Cable’s paper

If I were Rupert Murdoch, I think I might just let the Dolans of Cablevision have Newsday. For they’ll likely run it into the ground. Like Brian Tierney, who had the misfortune of winning the Philadelphia Inquirer, they’re ill-prepared to manage the rapidly declining fortunes of a newspaper (see the post about accelerating circulation declines and the post about local advertising I’ll soon write above). Unlike Murdoch and the Daily News, they have no real opportunities for synergy and savings. Oh, yes, they have cable channels News12 LI, NJ, and NY but they are bargain-basement operations that could have reinvented local TV but instead come off like parodies. (I worked with them on the New Jersey launch when I worked at the Star-Ledger’s parent company.) The opportunities for cross-media ad sales are slight. They have a terrible reputation in the market for their customer service. They haven’t been able to agree with their board on more than one offer to take their company private; it’s almost as if they hope that a newspaper would be dead weight sufficient to lower the price of the empire so they could finally buy it.

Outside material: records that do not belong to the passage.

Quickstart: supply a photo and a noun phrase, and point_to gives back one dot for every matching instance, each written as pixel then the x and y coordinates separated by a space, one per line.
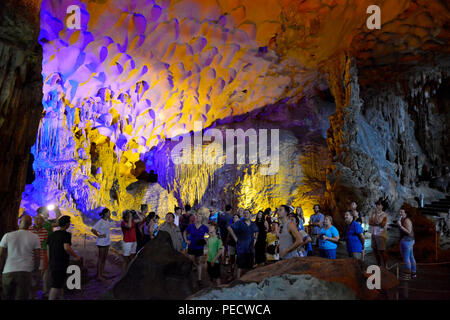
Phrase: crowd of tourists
pixel 235 238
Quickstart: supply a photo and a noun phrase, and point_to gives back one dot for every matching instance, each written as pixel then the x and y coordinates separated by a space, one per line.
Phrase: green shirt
pixel 214 245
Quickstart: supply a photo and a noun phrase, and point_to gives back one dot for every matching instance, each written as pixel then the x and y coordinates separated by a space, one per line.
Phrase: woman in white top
pixel 102 230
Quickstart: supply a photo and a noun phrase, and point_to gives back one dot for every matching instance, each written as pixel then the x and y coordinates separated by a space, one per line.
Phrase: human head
pixel 39 221
pixel 404 213
pixel 170 218
pixel 316 208
pixel 260 215
pixel 64 222
pixel 247 215
pixel 150 216
pixel 212 229
pixel 328 221
pixel 105 214
pixel 274 226
pixel 283 211
pixel 126 215
pixel 25 221
pixel 381 205
pixel 348 217
pixel 44 212
pixel 294 218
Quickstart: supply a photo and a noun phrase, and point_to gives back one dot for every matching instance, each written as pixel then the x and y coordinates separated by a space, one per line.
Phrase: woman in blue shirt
pixel 329 238
pixel 355 237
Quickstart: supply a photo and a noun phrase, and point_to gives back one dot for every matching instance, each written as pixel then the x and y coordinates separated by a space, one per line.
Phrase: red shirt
pixel 129 235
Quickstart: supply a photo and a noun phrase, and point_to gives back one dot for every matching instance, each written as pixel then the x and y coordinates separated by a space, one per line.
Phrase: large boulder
pixel 157 273
pixel 304 279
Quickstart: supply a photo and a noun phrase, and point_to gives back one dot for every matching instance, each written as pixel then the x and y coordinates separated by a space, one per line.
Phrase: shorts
pixel 213 270
pixel 43 263
pixel 16 285
pixel 378 243
pixel 356 255
pixel 58 278
pixel 315 239
pixel 128 248
pixel 195 252
pixel 245 260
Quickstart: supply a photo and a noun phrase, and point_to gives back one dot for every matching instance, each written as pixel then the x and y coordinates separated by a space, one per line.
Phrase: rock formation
pixel 157 273
pixel 20 101
pixel 312 278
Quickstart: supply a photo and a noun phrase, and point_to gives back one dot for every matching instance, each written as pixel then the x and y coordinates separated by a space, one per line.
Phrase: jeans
pixel 406 249
pixel 329 254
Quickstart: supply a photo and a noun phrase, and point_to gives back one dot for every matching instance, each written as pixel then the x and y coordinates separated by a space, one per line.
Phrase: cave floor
pixel 432 282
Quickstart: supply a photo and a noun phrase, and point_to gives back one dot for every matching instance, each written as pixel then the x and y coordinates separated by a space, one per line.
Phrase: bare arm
pixel 3 253
pixel 36 258
pixel 97 233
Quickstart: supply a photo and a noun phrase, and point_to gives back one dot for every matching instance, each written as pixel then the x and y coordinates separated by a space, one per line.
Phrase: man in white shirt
pixel 177 215
pixel 21 250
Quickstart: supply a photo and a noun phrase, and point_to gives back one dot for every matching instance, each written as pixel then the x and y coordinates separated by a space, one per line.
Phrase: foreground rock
pixel 157 273
pixel 304 279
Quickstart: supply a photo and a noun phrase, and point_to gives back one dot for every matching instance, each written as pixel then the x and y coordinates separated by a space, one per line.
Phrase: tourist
pixel 329 238
pixel 355 237
pixel 154 228
pixel 42 233
pixel 355 213
pixel 301 217
pixel 260 246
pixel 232 247
pixel 215 250
pixel 224 221
pixel 102 230
pixel 240 212
pixel 177 216
pixel 316 222
pixel 268 215
pixel 186 219
pixel 244 233
pixel 140 221
pixel 407 243
pixel 272 252
pixel 378 223
pixel 306 239
pixel 149 226
pixel 289 237
pixel 59 251
pixel 129 243
pixel 21 250
pixel 196 243
pixel 174 232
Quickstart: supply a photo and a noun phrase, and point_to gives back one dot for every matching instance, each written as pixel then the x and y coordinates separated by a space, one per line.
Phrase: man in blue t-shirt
pixel 355 237
pixel 245 234
pixel 316 222
pixel 329 238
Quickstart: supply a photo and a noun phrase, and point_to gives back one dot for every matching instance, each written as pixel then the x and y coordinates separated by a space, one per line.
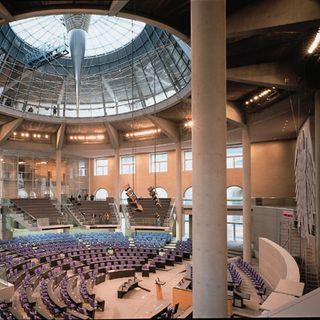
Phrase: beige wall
pixel 272 173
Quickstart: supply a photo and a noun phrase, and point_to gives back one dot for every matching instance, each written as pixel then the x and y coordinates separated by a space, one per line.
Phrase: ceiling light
pixel 142 133
pixel 315 42
pixel 188 124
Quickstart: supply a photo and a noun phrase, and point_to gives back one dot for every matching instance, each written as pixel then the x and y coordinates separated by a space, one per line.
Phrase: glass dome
pixel 105 33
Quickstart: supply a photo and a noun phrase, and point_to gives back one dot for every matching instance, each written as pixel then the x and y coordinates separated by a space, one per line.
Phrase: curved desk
pixel 73 294
pixel 121 273
pixel 54 298
pixel 127 286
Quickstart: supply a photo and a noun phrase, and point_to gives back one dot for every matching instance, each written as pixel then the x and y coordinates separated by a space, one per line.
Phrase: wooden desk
pixel 290 287
pixel 276 300
pixel 74 296
pixel 44 312
pixel 113 274
pixel 78 315
pixel 238 295
pixel 54 298
pixel 30 299
pixel 100 304
pixel 100 277
pixel 127 286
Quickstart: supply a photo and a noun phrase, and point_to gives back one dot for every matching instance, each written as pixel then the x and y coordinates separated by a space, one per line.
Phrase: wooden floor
pixel 138 303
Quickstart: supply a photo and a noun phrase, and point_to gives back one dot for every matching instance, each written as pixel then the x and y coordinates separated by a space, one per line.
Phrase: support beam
pixel 234 114
pixel 246 194
pixel 272 15
pixel 5 14
pixel 178 192
pixel 7 130
pixel 117 6
pixel 58 176
pixel 60 136
pixel 109 89
pixel 117 177
pixel 265 74
pixel 317 165
pixel 13 83
pixel 209 254
pixel 166 126
pixel 113 135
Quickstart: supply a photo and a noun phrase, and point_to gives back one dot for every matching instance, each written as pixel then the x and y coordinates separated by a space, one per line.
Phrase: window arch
pixel 234 196
pixel 162 193
pixel 123 197
pixel 187 197
pixel 101 194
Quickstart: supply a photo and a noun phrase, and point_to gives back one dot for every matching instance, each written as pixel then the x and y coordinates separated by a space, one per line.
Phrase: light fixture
pixel 188 124
pixel 142 133
pixel 315 42
pixel 260 95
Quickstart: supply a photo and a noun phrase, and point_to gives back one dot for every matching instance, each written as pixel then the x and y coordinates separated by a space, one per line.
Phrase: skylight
pixel 105 34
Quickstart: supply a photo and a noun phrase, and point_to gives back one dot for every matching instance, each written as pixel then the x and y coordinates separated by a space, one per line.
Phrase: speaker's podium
pixel 159 285
pixel 182 294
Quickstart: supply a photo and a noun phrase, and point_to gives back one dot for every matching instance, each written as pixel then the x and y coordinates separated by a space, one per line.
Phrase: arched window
pixel 123 198
pixel 162 193
pixel 187 197
pixel 101 194
pixel 22 193
pixel 234 196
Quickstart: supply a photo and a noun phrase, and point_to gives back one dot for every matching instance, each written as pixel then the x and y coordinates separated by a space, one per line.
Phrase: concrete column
pixel 117 177
pixel 208 43
pixel 178 193
pixel 1 174
pixel 58 175
pixel 317 164
pixel 246 147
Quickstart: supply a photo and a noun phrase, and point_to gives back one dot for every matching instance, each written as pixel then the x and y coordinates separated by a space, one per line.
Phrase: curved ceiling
pixel 266 48
pixel 105 34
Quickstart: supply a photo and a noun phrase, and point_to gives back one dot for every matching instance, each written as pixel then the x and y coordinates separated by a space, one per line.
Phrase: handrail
pixel 67 209
pixel 126 215
pixel 173 207
pixel 23 211
pixel 116 212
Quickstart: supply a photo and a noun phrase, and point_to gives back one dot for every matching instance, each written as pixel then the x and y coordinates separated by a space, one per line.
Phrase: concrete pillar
pixel 1 174
pixel 89 176
pixel 117 177
pixel 178 193
pixel 208 43
pixel 58 176
pixel 246 147
pixel 317 164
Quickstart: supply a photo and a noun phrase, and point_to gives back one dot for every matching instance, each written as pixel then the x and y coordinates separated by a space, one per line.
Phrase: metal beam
pixel 8 128
pixel 117 6
pixel 113 135
pixel 109 89
pixel 233 114
pixel 5 14
pixel 273 15
pixel 265 74
pixel 169 128
pixel 14 82
pixel 60 136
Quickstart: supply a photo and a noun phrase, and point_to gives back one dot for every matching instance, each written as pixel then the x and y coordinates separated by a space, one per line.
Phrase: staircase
pixel 22 218
pixel 308 270
pixel 70 210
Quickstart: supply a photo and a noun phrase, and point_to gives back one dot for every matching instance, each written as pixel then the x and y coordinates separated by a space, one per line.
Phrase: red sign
pixel 288 214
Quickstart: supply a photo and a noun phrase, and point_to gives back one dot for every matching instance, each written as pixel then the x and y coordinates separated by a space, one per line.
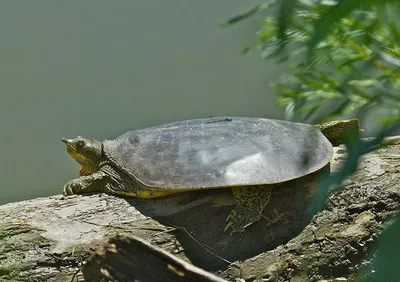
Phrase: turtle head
pixel 87 152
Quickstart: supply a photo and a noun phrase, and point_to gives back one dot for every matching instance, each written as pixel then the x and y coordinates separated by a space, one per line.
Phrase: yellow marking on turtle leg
pixel 250 202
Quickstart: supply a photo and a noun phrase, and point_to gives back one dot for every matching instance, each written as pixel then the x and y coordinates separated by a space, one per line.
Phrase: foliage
pixel 345 60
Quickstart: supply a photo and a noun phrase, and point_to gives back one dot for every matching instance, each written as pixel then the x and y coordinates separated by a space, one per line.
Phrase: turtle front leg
pixel 85 184
pixel 250 202
pixel 100 181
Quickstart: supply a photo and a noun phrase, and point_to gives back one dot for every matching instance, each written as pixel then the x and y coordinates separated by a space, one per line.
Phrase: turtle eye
pixel 80 144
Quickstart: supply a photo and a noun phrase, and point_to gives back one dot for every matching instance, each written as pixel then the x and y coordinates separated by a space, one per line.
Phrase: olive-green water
pixel 100 68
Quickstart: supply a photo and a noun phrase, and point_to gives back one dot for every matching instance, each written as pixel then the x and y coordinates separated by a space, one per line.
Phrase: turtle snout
pixel 66 141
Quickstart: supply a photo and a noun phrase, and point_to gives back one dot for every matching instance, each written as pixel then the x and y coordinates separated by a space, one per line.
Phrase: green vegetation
pixel 344 59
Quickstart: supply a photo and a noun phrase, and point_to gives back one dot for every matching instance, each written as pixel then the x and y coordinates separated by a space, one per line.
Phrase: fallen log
pixel 47 239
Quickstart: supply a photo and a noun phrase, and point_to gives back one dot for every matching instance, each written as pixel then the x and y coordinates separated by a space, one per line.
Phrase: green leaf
pixel 334 15
pixel 245 15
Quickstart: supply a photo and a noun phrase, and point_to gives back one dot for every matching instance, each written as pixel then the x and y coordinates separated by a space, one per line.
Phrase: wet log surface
pixel 45 239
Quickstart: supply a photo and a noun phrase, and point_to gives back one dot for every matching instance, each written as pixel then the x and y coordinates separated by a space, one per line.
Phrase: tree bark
pixel 46 239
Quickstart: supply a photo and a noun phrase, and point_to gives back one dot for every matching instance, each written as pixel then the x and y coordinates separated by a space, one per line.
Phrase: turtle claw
pixel 72 187
pixel 229 225
pixel 235 221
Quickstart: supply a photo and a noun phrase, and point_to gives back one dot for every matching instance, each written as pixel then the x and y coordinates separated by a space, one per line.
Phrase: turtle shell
pixel 220 152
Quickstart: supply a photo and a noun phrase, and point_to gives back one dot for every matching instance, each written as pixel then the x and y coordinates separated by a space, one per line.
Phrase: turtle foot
pixel 278 217
pixel 238 220
pixel 74 186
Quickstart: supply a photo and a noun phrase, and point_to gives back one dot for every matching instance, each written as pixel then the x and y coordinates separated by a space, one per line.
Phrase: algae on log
pixel 44 239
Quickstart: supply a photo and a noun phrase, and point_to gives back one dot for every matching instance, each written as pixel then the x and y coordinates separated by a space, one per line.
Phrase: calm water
pixel 100 68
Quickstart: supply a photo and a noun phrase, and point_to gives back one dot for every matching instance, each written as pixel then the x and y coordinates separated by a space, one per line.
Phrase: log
pixel 133 259
pixel 47 239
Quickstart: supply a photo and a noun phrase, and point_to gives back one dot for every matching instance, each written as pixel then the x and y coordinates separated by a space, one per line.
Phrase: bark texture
pixel 46 239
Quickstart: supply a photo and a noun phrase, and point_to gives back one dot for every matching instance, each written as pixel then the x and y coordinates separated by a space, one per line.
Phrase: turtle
pixel 248 155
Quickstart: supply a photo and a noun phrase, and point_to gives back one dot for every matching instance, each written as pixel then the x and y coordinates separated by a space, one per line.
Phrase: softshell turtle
pixel 247 155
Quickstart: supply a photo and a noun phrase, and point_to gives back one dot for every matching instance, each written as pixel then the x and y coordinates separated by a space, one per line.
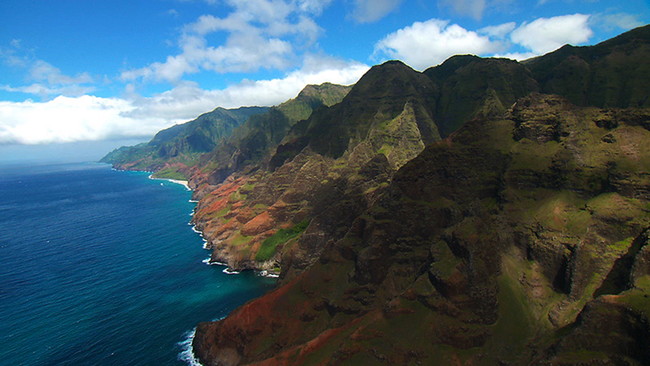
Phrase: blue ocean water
pixel 100 267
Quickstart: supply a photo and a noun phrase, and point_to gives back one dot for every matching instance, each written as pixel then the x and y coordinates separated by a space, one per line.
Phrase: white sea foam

Here’s the irony: As with the Wall Street Journal, which was better off with Murdoch’s willingness to invest than the Bancroft family’s unwillingness, so would Newsday appear to be better off in his hands than in those of the alternatives. On On the Media this morning, Brooke Gladstone asked Jack Shaffer whether Murdoch is the last salvation of the American newspaper industry. Jack pshawed the thought. I’m not so sure.

: Lauren Rich Fine, former analyst, says she’d buy a newspaper if the price were low enough. I think all you may be buying are shutdown costs. Remember when Tribune unloaded its strikebound Daily News on Robert Maxwell (I was Sunday editor at the time), they paid him $60 million to take it off their hands. And newspapers have only continued to slide since then.

  • tom coscarelli

    Jeff:

    My favorite newspaper metric:

    While Lee paid $1.46 billion for the Pulitzer papers, he pointed out, the stock market value today of the entire chain (which includes 55 daily papers) is only $515 million. That half-billion bucks represents a stunning 63% decline in Lee’s stock value over the course of a year.

    http://www.thedailypage.com/daily/article.php?article=19482

    (And this was in Jan.)

  • tim

    In fairness, Lee also added $1.5 billion in long-term debt, so the drop in enterprise value hasn’t been nearly so dramatic. I’d hate to own any unsecured debt of theirs, though. Like with Tribune, the junior debt holders aren’t going to get paid.